HolgerReiseVSys · 30 September 2024 15:07

@pskillen-nes For the given example the following count query should be sufficient:

SELECT COUNT (DISTINCT c/uid/value)
FROM COMPOSITION c[$archetype_id]
	CONTAINS (
	  ACTION op[openEHR-EHR-ACTION.service.v1]
	  AND ACTION p[openEHR-EHR-ACTION.procedure.v1]
		CONTAINS CLUSTER dev[openEHR-EHR-CLUSTER.device.v1]
)
WHERE c/context/participations/performer/external_ref/id/value = $qp0
	AND c/name/value = $qp1

ORDER BY, LIMIT, and OFFSET are not needed, of cause.

As EHRbase currently is not optimized for this kind of population query,
depending on the size of the database, counting the results will not be fast.

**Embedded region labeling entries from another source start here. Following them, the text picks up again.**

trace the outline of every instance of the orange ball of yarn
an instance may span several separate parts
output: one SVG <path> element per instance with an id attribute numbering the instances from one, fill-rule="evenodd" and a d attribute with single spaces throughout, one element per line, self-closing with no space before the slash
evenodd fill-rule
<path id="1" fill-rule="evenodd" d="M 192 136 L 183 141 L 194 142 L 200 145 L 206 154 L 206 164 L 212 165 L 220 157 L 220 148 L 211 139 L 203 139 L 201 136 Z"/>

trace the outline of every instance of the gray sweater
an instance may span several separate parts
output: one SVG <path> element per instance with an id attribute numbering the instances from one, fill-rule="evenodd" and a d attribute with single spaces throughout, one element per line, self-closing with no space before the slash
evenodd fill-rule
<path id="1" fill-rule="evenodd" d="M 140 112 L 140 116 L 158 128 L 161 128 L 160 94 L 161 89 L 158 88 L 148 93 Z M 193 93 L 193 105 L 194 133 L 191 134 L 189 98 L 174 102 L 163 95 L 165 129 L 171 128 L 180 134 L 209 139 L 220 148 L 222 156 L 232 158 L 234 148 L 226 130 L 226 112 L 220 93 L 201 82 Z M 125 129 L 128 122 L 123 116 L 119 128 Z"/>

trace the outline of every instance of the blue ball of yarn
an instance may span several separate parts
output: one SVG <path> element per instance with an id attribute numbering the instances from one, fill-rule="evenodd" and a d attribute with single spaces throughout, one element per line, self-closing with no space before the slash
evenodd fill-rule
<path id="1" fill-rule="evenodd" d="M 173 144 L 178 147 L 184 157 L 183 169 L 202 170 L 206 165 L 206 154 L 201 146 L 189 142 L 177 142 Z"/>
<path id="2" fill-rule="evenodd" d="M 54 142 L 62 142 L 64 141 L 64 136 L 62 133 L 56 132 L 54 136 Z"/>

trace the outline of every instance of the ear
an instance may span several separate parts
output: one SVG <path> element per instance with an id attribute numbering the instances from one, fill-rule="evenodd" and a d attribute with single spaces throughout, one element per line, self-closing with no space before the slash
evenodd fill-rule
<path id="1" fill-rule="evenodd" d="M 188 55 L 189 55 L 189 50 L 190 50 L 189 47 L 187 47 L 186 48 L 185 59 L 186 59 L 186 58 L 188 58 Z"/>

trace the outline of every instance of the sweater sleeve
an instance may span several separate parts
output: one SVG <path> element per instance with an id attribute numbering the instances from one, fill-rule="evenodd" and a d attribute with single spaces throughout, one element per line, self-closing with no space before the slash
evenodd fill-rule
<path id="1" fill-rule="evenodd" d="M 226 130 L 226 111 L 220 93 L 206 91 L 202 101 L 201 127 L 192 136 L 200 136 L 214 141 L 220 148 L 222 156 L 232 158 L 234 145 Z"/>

There are also some areas where the original query could be improved:

Ordering by c/context/start_time/value is usually not intended, because this orders by the full date string.
Instead, it should be ordered by its magnitude: c/context/start_time
In the not-too-distant future, the performance of this feature will be significantly improved.
When paging, care has to be taken that a total ordering is specified.
As the database is free to optimize the query, results may be appear on several pages, ore on none at all.
Additionally sorting by c/uid/value will stabilize the order.

Also, please be aware that in general, performance tends to degrade for higher page numbers.
The database will have to perform the query up to that point in order to retrieve the relevant data.

pskillen-nes · 3 October 2024 14:31

Thanks for the replies @HolgerReiseVSys and @vidi42.

In the end we used Alex’s idea of two queries, and Holger’s updated query (my fault, I almost had the right AQL at the start but couldn’t quite get the DISTINCT to work).

This separate count query adds about 900ms on top of our response time. Though the actual select query takes 11-15sec, so the count isn’t a massive overhead. This is all on a tiny AWS RDS instance with a modest dataset (~8000 records), so I’m interested to see how this scales.

And thanks for the tips on ordering, I’ve updated our ordering AQL snippets accordingly.